Asked whether Lloyd's was conducting a strategic review, Chairman Bruce Carnegie-Brown told Reuters on Monday he would not use that term.
"To me a strategic review implies some kind of crisis, where you've got to put everything into a big hat and end up boiling the ocean. We are not interested in that. What I think we have is a series of improvements and ideas," he said in a telephone interview.
He said Lloyd's was looking at all aspects of the business, however - cost structure, technology, its role as a marketplace and a regulator, and how it mutualises risk. He said recommendations from an "annual strategy day" in June were presented to the board last week and a number of "workstreams" were being set up.
"I think what we need to do is to look at all aspects of what we do, to try to make sure everything we are doing is done better and turn it into more of an exercise to keep turning the stones over of the things that we do to figure out if we can make things more efficient," he said.
Carnegie-Brown said he did not see Lloyd's relinquishing its regulatory duties but said there were "whole aspects of regulation that we need to look at to make sure that we are not duplicating what is already done by other regulators".
MARKETPLACE
If Lloyd's was a pure marketplace, member syndicates could be more innovative, accommodating short-term losses for future gains, industry sources said. Doing so would risk Lloyd's losing the single-A credit rating that benefits all members, however.
"If it's a marketplace, it's for each party to come to the market, it's for them to work out what they want to offer," the senior executive said, while an insurer would incorporate the individual groups operating within it to form a company.
"I do not think it is being crystal clear which one it is, or wants to be."
The UK government is keen that Britain, the world's largest commercial insurance centre, remains competitive in financial services after Brexit. Lloyd's is setting up a subsidiary in Brussels to maintain access to Europe's single market.
"Lloyd's needs to ensure that London keeps its edge in insurance, which is vital for the wider financial future of London," the financial services source said.

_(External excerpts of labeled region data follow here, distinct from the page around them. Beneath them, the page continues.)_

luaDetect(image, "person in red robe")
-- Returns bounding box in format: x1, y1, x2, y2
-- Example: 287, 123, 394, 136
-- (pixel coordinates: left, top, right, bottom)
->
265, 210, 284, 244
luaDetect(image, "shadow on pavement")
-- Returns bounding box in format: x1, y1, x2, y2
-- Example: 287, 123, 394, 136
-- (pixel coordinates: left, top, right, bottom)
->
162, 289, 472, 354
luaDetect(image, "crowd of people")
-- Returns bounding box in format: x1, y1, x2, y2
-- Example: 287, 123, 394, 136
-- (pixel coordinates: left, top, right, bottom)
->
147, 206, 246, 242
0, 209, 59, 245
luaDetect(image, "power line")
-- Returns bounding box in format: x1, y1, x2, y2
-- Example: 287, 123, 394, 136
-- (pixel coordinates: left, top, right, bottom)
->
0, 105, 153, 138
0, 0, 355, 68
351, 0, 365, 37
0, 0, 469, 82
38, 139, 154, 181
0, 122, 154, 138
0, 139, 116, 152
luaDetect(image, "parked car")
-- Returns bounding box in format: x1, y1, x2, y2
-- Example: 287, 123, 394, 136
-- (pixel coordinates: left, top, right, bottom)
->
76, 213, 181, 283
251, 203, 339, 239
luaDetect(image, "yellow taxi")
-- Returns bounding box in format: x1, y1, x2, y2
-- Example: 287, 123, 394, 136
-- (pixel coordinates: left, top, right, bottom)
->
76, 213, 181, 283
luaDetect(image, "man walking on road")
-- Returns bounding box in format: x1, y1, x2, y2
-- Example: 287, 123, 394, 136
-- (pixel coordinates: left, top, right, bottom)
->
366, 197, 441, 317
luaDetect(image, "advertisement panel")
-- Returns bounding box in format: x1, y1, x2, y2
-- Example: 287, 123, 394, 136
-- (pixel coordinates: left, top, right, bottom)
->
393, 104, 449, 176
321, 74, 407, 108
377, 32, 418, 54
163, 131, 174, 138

Lloyd's started life in Edward Lloyd's coffee house in 1688. The futuristic look of its 14-storey headquarters in the City belies an emphasis on customs and tradition.
Most business is still conducted face to face. Underwriters and brokers use briefcases or suitcases to carry paperwork around the building; some marine insurers record the sinking of ships with quill pens. The requirement for men to wear ties was relaxed only recently.
The market was almost brought to its knees by asbestos-related claims in the 1990s, which wiped out many of its individual investors, known as "names".
Members include small underwriters as well as listed UK firms like Beazley and Hiscox and units of global insurers, specialising in complex commercial risks such as marine, aviation and niche energy markets.
Julia Graham, deputy chief executive at insurance buyers' association Airmic, said Lloyd's has set up a working group with her client organisation to discuss improving their relationship. She said Airmic regularly met Lloyd's at board level but that a meeting this month was "a bit more intimate".
"The main point is that they asked us," she said. "Lloyd's is still a leader. It's important that it remains relevant."
COSTS
Last year's two-billion-pound loss, the first in six years, followed a record year of insurance losses from natural disasters globally. London also faces competition from rivals like Bermuda and Singapore.
Lloyd's will be looking at ways to cut members' costs, which have ballooned as a result of increasing regulatory and compliance paperwork and rising commissions from brokers, industry sources said. The high costs of operating from London and administrative expenses have also weighed, they said.
A new electronic processing system introduced by Beale, the first female chief executive of Lloyd's, was unpopular with smaller brokers and underwriters.
"If you are pushing it through an electronic system, there will be little scope for enhancements or individual treatment, which is what a lot of people come to Lloyd's for," said industry veteran Andrew Bathurst, director of London and Dubai insurance broker PWS Gulf and a director of Mystic Capital.
Whether to continue implementing the new system at the current pace - 30 percent of all business this year rising to 80 percent next year - is likely to be part of the review, two insurance sources said.
Lloyd's insurers have an expense ratio of 40 percent, according to ratings agency AM Best, which Paul Merrey, a partner specialising in insurance at KPMG, said is about 10 percentage points higher than competitors.
"The costs of operating are getting out of hand" due to increased regulation, said one senior underwriting source. He agreed the biggest question mark was over structure, however: "What is Lloyd's? Is it a market or is it an insurer?"